Slices the given text to the specified number of tokens.

Parameters:

Name Type Description Default
text str

The text to slice.

required
n_tokens int

The number of tokens to slice the text to.

required

Returns:

Name Type Description
str str

The sliced text.

Example

Slice a text to the first 50 tokens:

from raggy.utilities.text import slice_tokens

text = "This is a sample text."*100
sliced_text = slice_tokens(text, 5)
print(sliced_text) # 'This is a sample text.'

split_text

Split a text into a list of strings.

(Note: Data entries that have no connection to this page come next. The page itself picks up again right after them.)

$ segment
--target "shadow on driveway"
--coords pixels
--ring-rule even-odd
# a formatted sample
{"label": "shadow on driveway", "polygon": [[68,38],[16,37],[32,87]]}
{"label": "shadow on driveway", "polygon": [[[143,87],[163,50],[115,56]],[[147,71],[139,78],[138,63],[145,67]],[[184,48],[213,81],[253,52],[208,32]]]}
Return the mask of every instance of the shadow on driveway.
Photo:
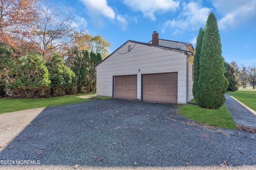
{"label": "shadow on driveway", "polygon": [[95,99],[47,107],[13,137],[0,159],[108,167],[256,164],[255,138],[194,122],[179,115],[178,107]]}

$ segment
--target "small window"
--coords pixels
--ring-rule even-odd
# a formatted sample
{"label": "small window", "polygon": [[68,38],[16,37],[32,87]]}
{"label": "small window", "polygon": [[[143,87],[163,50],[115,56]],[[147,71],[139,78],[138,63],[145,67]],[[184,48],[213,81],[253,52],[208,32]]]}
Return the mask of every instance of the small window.
{"label": "small window", "polygon": [[128,52],[131,51],[131,45],[128,45]]}

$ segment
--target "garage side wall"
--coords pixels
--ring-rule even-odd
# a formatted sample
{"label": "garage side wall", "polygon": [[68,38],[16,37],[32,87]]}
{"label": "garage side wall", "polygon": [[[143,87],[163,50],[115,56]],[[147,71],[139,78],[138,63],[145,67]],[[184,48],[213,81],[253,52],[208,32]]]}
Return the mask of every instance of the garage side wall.
{"label": "garage side wall", "polygon": [[192,88],[193,87],[193,83],[194,82],[194,78],[193,77],[193,64],[194,59],[188,61],[188,101],[190,101],[194,99],[193,93],[192,93]]}
{"label": "garage side wall", "polygon": [[97,95],[112,97],[113,76],[136,74],[141,100],[142,74],[177,72],[177,102],[186,103],[186,62],[182,53],[129,42],[98,66]]}

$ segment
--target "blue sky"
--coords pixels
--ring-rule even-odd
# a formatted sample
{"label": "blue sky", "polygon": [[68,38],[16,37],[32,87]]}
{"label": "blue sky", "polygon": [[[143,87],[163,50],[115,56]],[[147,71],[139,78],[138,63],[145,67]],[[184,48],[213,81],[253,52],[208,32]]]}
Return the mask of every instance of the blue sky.
{"label": "blue sky", "polygon": [[222,56],[240,65],[256,64],[256,0],[54,0],[68,8],[75,24],[110,42],[110,53],[128,40],[147,43],[159,38],[196,46],[212,10],[218,22]]}

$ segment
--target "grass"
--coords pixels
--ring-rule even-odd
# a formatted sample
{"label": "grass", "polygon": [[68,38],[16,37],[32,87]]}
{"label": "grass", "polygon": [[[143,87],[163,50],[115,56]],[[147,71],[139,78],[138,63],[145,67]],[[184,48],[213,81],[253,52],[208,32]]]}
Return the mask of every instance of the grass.
{"label": "grass", "polygon": [[[194,101],[192,103],[195,103]],[[236,125],[225,105],[219,109],[209,109],[186,104],[178,109],[179,114],[203,124],[231,129]]]}
{"label": "grass", "polygon": [[[96,93],[90,93],[38,99],[0,99],[0,113],[88,101],[91,100],[76,98],[76,96],[95,94]],[[95,97],[101,99],[110,98]]]}
{"label": "grass", "polygon": [[252,86],[249,86],[246,87],[246,88],[243,88],[242,87],[239,87],[238,88],[239,90],[252,90],[252,91],[256,91],[256,89],[253,89]]}
{"label": "grass", "polygon": [[256,91],[237,91],[228,93],[256,111]]}

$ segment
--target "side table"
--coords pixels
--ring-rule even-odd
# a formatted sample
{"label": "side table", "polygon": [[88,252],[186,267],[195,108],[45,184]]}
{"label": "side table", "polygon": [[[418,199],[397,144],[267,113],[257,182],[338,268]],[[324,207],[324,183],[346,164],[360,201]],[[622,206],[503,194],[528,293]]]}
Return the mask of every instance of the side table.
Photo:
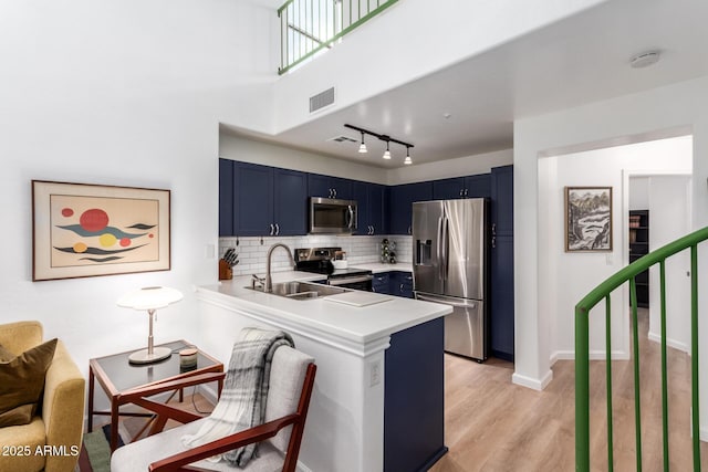
{"label": "side table", "polygon": [[[181,390],[185,387],[211,381],[218,382],[219,394],[221,394],[225,377],[223,364],[198,349],[197,366],[190,370],[180,371],[179,350],[194,346],[184,339],[162,344],[162,346],[169,347],[173,350],[173,355],[155,364],[129,364],[128,356],[133,350],[88,360],[87,427],[88,431],[93,430],[94,416],[111,416],[111,451],[115,451],[118,444],[119,417],[155,417],[155,413],[122,413],[122,405],[155,405],[155,401],[148,399],[148,397],[166,391],[179,391],[181,399]],[[94,384],[96,379],[111,401],[111,411],[94,410]]]}

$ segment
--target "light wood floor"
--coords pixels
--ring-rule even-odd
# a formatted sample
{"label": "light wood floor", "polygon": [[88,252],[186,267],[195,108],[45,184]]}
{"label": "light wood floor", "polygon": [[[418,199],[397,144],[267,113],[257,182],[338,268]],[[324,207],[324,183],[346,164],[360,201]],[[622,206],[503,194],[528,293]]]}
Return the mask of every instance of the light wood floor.
{"label": "light wood floor", "polygon": [[[648,315],[639,315],[642,459],[644,471],[663,470],[659,345],[646,339]],[[669,348],[670,470],[693,470],[690,358]],[[477,364],[446,354],[445,441],[450,449],[431,472],[573,471],[575,469],[575,376],[571,360],[553,366],[543,391],[511,384],[513,366],[498,359]],[[635,471],[632,361],[613,361],[614,470]],[[605,363],[591,366],[591,468],[607,470]],[[701,443],[702,468],[708,445]]]}

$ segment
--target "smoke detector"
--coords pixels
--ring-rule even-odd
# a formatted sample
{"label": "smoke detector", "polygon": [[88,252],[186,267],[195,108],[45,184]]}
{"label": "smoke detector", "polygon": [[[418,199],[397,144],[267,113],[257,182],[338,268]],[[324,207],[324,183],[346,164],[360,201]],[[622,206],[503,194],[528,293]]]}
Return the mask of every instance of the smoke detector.
{"label": "smoke detector", "polygon": [[646,51],[639,53],[629,60],[629,65],[633,69],[648,67],[652,64],[656,64],[662,59],[659,51]]}

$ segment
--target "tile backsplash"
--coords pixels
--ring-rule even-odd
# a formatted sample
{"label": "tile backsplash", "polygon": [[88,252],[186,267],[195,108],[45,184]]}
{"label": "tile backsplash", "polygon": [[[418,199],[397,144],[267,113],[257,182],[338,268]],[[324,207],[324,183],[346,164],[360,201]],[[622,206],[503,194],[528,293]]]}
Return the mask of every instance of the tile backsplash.
{"label": "tile backsplash", "polygon": [[[410,262],[413,260],[412,239],[409,235],[302,235],[302,237],[256,237],[256,238],[219,238],[219,256],[233,248],[239,254],[239,264],[233,266],[233,276],[258,274],[266,272],[266,255],[272,244],[283,243],[294,251],[299,248],[342,248],[346,252],[350,265],[357,263],[381,262],[381,243],[388,239],[395,243],[396,260]],[[273,252],[273,272],[289,268],[289,259],[283,249]]]}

Chunks are split by tokens.

Parameters:

Name Type Description Default
text str

The text to split.

required
chunk_size int

The number of tokens in each chunk.

required
chunk_overlap float | None

The fraction of overlap between chunks.

None
last_chunk_threshold float | None

If the last chunk is less than this fraction of the chunk_size, it will be added to the prior chunk

None

Returns:

Type Description
list[str]

list[str]: The list of chunks.

Example

Split a text into chunks of 5 tokens with 10% overlap:

from raggy.utilities.text import split_text

text = "This is a sample text."*3
chunks = split_text(text, 5, 0.1)
print(chunks) # ['This is a sample text', '.This is a sample text', '.This is a sample text.']

tokenize

Tokenizes the given text using the specified model.

Parameters:

Name Type Description Default
text str

The text to tokenize.

required
model str | None

The model to use for tokenization. If not provided, the default model is used.

None

Returns:

Type Description
list[int]

list[int]: The tokenized text as a list of integers.